Mexico City is a typical case in point. Its population soared to 16 million people in the mid-1980s and was predicted to double by 2000. Instead, it is stuck at 18 million. Likewise, São Paulo in Brazil hit a wall at 18 million, and Kolkata in India, once predicted to reach 40 million people, is stable at 13 million.
Something new is happening. Single megacities are being replaced by urban archipelagos, only some of which have a dominant megacity at their heart. Helped along by the boom in cheap communications, extensive transport networks and cultural changes in work and living, they have become "the largest, most complex man-made structures ever created", says Herbert Girardet, professor of environmental planning at Middlesex University, London.
For example, London's population count may have reached a plateau, but it is spawning a sprawling urban region covering most of the south-east of England. The original city is now flanked by urban centres west towards Reading and Oxford, north towards Cambridge, and, as the government plans it, east along the Thames estuary. Likewise, the people of Mexico City fled to Toluca and Cuernavaca; Kolkata dispersed to a rash of new urban centres across West Bengal; São Paulo is embracing a new "golden urban triangle" stretching to Rio de Janeiro and Belo Horizonte; Hong Kong is merging with Chinese urban centres round the Pearl river delta; and 70 million people are linked by bullet train from Tokyo to Osaka. This last is the largest and densest megalopolis of them all.
A 200-kilometre journey west along the banks of the Yangtze takes you from Shanghai to Nanjing, through a largely built-up hinterland. Suzhou, one of the cities on that route, is a metropolis of 5 million people constructed in 15 years on the model of Singapore, which it has now overtaken in size. Heading south-west from Shanghai by 2010 it will be possible to travel the 170 kilometres to Hangzhou in just 27 minutes aboard a new maglev train, uniting a crescent-shaped urban corridor containing some 75 million people. Right now, the Yangtze delta is the fastest growing urban area in the world.
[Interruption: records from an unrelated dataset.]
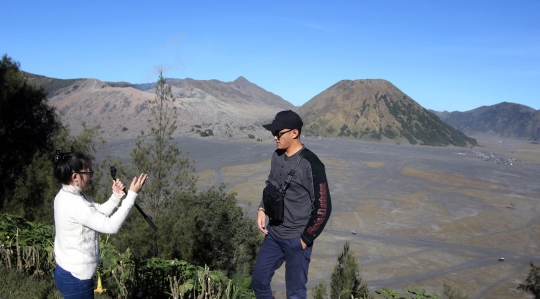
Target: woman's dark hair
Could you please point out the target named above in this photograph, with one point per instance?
(67, 163)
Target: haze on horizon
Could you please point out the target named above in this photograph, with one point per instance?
(456, 55)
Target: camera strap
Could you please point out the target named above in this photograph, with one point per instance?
(292, 173)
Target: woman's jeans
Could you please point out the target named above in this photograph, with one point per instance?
(71, 287)
(274, 251)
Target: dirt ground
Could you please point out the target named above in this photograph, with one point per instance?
(423, 216)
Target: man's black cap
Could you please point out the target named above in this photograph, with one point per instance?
(285, 120)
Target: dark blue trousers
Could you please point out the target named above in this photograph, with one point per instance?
(71, 287)
(274, 251)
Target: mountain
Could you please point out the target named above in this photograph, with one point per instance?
(121, 107)
(374, 109)
(504, 120)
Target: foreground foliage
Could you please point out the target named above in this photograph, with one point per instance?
(532, 282)
(27, 259)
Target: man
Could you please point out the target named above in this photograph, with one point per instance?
(307, 209)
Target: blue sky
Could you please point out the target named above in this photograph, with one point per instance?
(446, 55)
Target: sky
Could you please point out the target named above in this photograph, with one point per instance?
(446, 55)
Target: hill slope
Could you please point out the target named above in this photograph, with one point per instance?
(375, 109)
(504, 120)
(121, 107)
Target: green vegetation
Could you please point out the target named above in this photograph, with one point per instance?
(532, 282)
(136, 257)
(345, 280)
(27, 265)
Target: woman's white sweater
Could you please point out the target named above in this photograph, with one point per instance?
(77, 221)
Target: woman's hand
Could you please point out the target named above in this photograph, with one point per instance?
(138, 182)
(118, 187)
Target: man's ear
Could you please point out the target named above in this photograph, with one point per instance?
(296, 134)
(74, 177)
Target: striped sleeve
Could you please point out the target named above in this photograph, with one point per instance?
(322, 203)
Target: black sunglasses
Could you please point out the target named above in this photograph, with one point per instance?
(278, 134)
(91, 173)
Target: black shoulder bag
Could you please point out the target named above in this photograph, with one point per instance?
(274, 201)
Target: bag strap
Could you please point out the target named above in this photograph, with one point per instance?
(292, 172)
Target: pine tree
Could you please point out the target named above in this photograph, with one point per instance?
(27, 125)
(346, 280)
(170, 173)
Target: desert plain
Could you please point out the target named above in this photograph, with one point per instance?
(415, 216)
2007 will mark the first time in human history that the majority of people on this planet will be urban-dwellers.
Super-dense cities can be just as bad as sprawling cities regarding their environmental effects.
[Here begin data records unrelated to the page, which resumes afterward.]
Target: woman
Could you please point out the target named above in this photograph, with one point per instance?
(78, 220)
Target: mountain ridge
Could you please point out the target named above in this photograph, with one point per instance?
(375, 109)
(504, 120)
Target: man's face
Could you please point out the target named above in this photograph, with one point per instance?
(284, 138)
It appears that cities such as Copenhagen, Singapore and London are more or less optimal. As a graphic example:
Regarding the graph above, here is an excerpt from the article:
So is there an inevitable conflict between eco-efficiency and pleasant living?
A study by Jeff Kenworthy and Peter Neuman suggests not. They found a strong inverse relationship between urban density and the amount of energy used by cars driving within the city limits (see Graph above). However, they also showed that super-dense is not a good thing either. Energy use in transport is far higher in a sprawling city such as Houston than in more compact, low-rise cities such as London or Copenhagen, but up the density any more and you run into another problem. Dense cities heat the air around them. Stone, concrete and asphalt absorb more solar energy, and reflect less, than natural surfaces such as grass, water and trees, so they pump up the temperature at night. Vehicles, air conditioning and electrical appliances also give off heat, while tall buildings cut down winds that can disperse the heat. So cities are usually about 1 °C warmer than the surrounding countryside during the day, and can be up to 6 °C warmer at night.
The denser the city, the worse the effect. In hot climates, where many of the world's super-dense megacities are found, air conditioning is used to keep the indoor temperature bearable. On a hot day in many of these cities, air conditioning can consume more energy than any other single activity.